Coming to Mohamed’s case, the argument that it was not Phokeer but the National Assembly that suspended him is quite a novel argument in Mauritian judicial history. In past cases where MPs have contested suspensions handed down by speakers, such cases have always been entered against speakers (as was Bérenger’s case the 1999 for example). “In all those cases the Supreme Court could have raised that issue but did not,” argued Unnuth. And Narsinghen concurs: “this is a new sort of argument and never raised before in cases like this”. According to Standing Order 49 of the National Assembly – which outlines the rules and procedure of parliament – it is the speaker that triggers a suspension by ‘naming’ an MP: “naming is done by the speaker and once named, the motion then passes onto the executive,” explains Narsinghen, “from there it is the prime minister that presents a motion for suspension and determines the length of a suspension.” The point, Mohamed adds, “is that the National Assembly does not come up with a motion by itself, the ‘naming’ that starts it all is done by the speaker”. The point of all this, says Unnuth, “is to get the Supreme Court to tell us once and for all what exactly is the role of the speaker in all this, is he just a rubberstamp for the government? We want the highest local court to give its opinion on this”.

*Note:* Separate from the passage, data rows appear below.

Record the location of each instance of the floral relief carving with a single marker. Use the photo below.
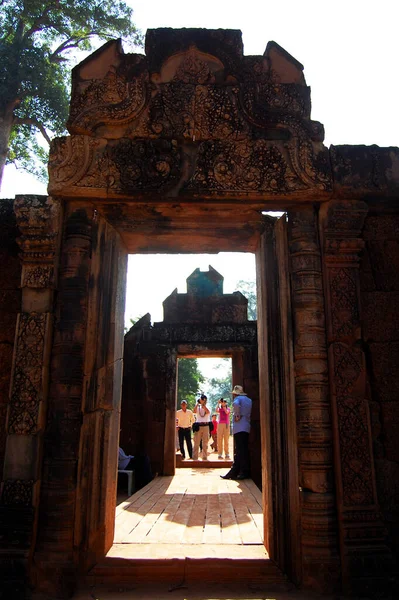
(256, 166)
(193, 69)
(38, 276)
(70, 159)
(217, 114)
(113, 99)
(26, 391)
(143, 164)
(171, 111)
(344, 311)
(353, 427)
(38, 222)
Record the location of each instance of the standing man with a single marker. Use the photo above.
(184, 420)
(203, 416)
(242, 407)
(223, 428)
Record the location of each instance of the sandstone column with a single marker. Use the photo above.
(364, 556)
(318, 518)
(38, 220)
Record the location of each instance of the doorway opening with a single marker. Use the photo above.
(163, 362)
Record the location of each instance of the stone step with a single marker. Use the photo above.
(125, 570)
(211, 463)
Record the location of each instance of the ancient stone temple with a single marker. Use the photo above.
(203, 322)
(184, 149)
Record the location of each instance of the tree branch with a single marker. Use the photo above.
(72, 42)
(35, 123)
(42, 20)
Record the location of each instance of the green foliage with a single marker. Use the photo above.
(189, 380)
(37, 42)
(248, 289)
(220, 387)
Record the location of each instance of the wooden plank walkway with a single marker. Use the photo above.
(192, 527)
(193, 509)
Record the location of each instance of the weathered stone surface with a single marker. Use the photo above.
(362, 171)
(384, 364)
(182, 150)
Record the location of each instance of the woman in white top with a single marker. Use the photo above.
(203, 416)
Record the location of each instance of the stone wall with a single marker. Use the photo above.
(379, 283)
(10, 302)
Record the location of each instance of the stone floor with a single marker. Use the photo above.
(198, 591)
(194, 508)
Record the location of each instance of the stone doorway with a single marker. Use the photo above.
(203, 322)
(182, 150)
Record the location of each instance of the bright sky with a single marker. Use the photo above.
(349, 51)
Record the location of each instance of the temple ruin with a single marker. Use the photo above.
(185, 149)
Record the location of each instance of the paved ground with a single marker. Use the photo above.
(198, 592)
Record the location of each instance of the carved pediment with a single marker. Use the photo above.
(194, 115)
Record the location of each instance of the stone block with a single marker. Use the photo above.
(104, 387)
(385, 371)
(380, 316)
(390, 429)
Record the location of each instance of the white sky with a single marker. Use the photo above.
(350, 55)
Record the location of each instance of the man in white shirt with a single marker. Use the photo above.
(203, 416)
(184, 420)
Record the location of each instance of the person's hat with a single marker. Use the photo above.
(238, 390)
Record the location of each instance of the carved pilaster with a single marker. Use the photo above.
(38, 220)
(319, 526)
(364, 556)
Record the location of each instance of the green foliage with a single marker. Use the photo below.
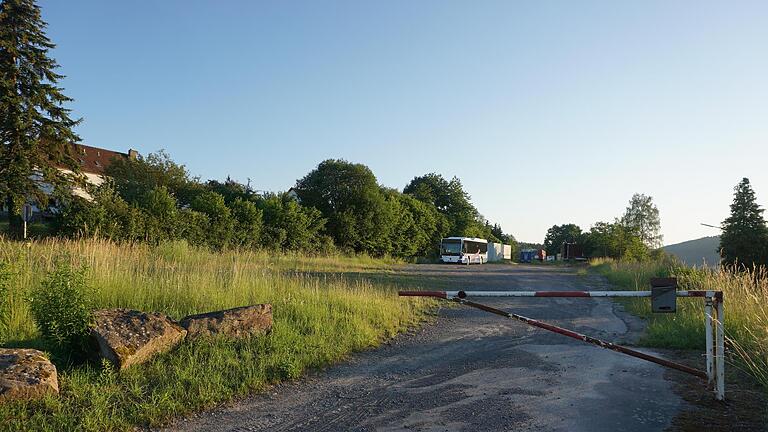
(417, 229)
(614, 240)
(744, 239)
(290, 226)
(248, 223)
(161, 212)
(135, 178)
(359, 218)
(642, 219)
(559, 234)
(35, 128)
(61, 307)
(221, 224)
(340, 204)
(450, 199)
(82, 218)
(318, 320)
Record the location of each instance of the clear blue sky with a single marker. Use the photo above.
(549, 112)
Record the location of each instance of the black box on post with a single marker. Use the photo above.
(663, 295)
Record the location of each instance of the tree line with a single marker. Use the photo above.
(635, 235)
(337, 206)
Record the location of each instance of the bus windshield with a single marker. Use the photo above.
(451, 247)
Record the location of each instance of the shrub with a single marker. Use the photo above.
(61, 307)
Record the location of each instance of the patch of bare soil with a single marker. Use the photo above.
(745, 408)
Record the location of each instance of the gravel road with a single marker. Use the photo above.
(473, 371)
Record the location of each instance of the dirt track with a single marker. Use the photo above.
(475, 371)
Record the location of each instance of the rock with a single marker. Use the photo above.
(238, 322)
(26, 374)
(128, 337)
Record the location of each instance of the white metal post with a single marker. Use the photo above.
(720, 351)
(708, 332)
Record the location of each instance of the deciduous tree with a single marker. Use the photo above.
(642, 218)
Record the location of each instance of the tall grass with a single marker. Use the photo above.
(745, 296)
(319, 317)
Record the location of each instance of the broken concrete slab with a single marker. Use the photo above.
(26, 374)
(127, 337)
(243, 321)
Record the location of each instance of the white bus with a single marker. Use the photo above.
(464, 250)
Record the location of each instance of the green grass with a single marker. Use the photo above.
(745, 299)
(320, 316)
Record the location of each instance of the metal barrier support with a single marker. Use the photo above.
(713, 311)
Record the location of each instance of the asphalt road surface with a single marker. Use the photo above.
(474, 371)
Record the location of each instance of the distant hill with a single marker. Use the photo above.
(696, 252)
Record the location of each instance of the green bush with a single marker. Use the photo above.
(61, 307)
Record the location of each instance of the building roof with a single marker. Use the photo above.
(94, 160)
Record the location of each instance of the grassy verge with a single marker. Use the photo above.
(320, 317)
(746, 314)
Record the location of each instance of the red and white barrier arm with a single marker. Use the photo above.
(588, 339)
(469, 294)
(460, 297)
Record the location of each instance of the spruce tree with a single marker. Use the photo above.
(35, 129)
(745, 236)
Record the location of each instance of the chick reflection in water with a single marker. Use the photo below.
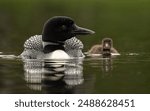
(52, 76)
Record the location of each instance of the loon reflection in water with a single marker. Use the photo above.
(51, 74)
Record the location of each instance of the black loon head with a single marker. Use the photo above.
(60, 28)
(107, 44)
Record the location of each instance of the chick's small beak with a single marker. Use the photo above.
(81, 31)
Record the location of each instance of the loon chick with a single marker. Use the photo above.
(57, 41)
(105, 48)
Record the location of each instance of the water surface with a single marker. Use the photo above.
(127, 73)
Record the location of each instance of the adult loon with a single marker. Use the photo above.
(57, 41)
(105, 48)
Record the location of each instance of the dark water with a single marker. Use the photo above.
(127, 22)
(128, 73)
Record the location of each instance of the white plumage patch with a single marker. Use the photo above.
(57, 54)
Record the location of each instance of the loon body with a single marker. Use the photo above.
(57, 41)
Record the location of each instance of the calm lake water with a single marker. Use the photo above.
(127, 73)
(127, 22)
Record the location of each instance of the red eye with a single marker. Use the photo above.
(63, 27)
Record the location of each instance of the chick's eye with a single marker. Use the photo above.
(64, 27)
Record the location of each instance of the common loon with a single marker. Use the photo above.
(57, 41)
(105, 48)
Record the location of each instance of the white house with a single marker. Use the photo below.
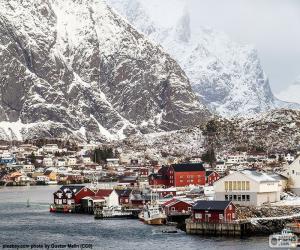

By raising this distinction between the speaker and the National Assembly when it comes to suspensions, in the case of Mohamed, the court is being asked for the first time to answer the question: “who is responsible for suspending MPs? Is it the majority that votes for the motion to suspend an MP?” asks Meetarbhan – an implication that carries uncomfortable overtones of majoritarianism within parliament and the role of the speaker in combating, or abetting, it – “or is it the speaker himself who triggers the vote. Who should be held responsible for that?”